# controlled-argument-generation

**Repository Path**: mirrors_UKPLab/controlled-argument-generation

## Basic Information

- **Project Name**: controlled-argument-generation
- **Description**: Controlling Argument Generation via topic, stance, and aspect
- **Primary Language**: Unknown
- **License**: BSD-3-Clause
- **Default Branch**: master
- **Homepage**: None
- **GVP Project**: No

## Statistics

- **Stars**: 0
- **Forks**: 0
- **Created**: 2020-09-26
- **Last Updated**: 2026-05-24

## Categories & Tags

**Categories**: Uncategorized

**Tags**: None

## README

# Aspect-Controlled Neural Argument Generation

## Introduction
_Accompanying repository for the paper [Aspect-Controlled Neural Argument Generation](https://aclanthology.org/2021.naacl-main.34/)._

We rely on arguments in our daily lives to deliver our opinions and base them on evidence, making them more convincing 
in turn.
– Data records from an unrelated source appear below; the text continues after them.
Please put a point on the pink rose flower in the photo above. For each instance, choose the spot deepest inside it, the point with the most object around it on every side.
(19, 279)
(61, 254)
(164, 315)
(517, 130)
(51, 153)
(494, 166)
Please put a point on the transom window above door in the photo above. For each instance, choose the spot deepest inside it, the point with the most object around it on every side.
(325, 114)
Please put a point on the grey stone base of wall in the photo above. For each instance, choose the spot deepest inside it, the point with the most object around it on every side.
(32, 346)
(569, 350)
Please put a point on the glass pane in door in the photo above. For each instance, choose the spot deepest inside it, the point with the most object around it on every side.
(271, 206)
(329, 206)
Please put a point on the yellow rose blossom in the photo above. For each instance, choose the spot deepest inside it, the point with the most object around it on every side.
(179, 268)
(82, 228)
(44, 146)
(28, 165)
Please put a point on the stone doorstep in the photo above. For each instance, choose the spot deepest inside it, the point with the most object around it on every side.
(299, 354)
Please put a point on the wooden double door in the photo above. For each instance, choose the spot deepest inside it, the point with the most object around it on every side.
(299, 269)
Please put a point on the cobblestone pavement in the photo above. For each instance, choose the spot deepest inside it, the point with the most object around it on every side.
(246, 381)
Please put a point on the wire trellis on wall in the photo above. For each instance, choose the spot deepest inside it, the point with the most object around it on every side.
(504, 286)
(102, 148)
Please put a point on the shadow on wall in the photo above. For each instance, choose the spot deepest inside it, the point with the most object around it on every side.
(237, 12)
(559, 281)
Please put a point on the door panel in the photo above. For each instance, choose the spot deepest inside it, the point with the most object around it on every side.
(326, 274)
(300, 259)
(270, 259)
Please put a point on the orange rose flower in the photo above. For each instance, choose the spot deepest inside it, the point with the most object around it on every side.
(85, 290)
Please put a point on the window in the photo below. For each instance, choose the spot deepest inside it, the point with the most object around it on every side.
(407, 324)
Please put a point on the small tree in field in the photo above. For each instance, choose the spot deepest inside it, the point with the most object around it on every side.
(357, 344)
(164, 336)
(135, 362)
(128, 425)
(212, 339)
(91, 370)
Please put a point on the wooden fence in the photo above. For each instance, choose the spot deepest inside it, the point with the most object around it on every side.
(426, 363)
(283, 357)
However, finding and formulating arguments can be challenging. 
To tackle this challenge, we trained a language model (based on the CTRL by 
[Keskar et al. (2019)](https://arxiv.org/abs/1909.05858)) for argument generation that can be controlled on a fine-grained 
level to generate sentence-level arguments for a given topic, stance, and aspect. 
We define argument aspect detection as a necessary method to allow this fine-granular control and crowdsource a dataset 
with 5,032 arguments annotated with aspects. We release this dataset, as well as the training data for the argument generation
model, its weights, and the arguments generated with the model.

The following figure shows how the argument generation model was trained:

![Image description](arg_gen_pipeline.png)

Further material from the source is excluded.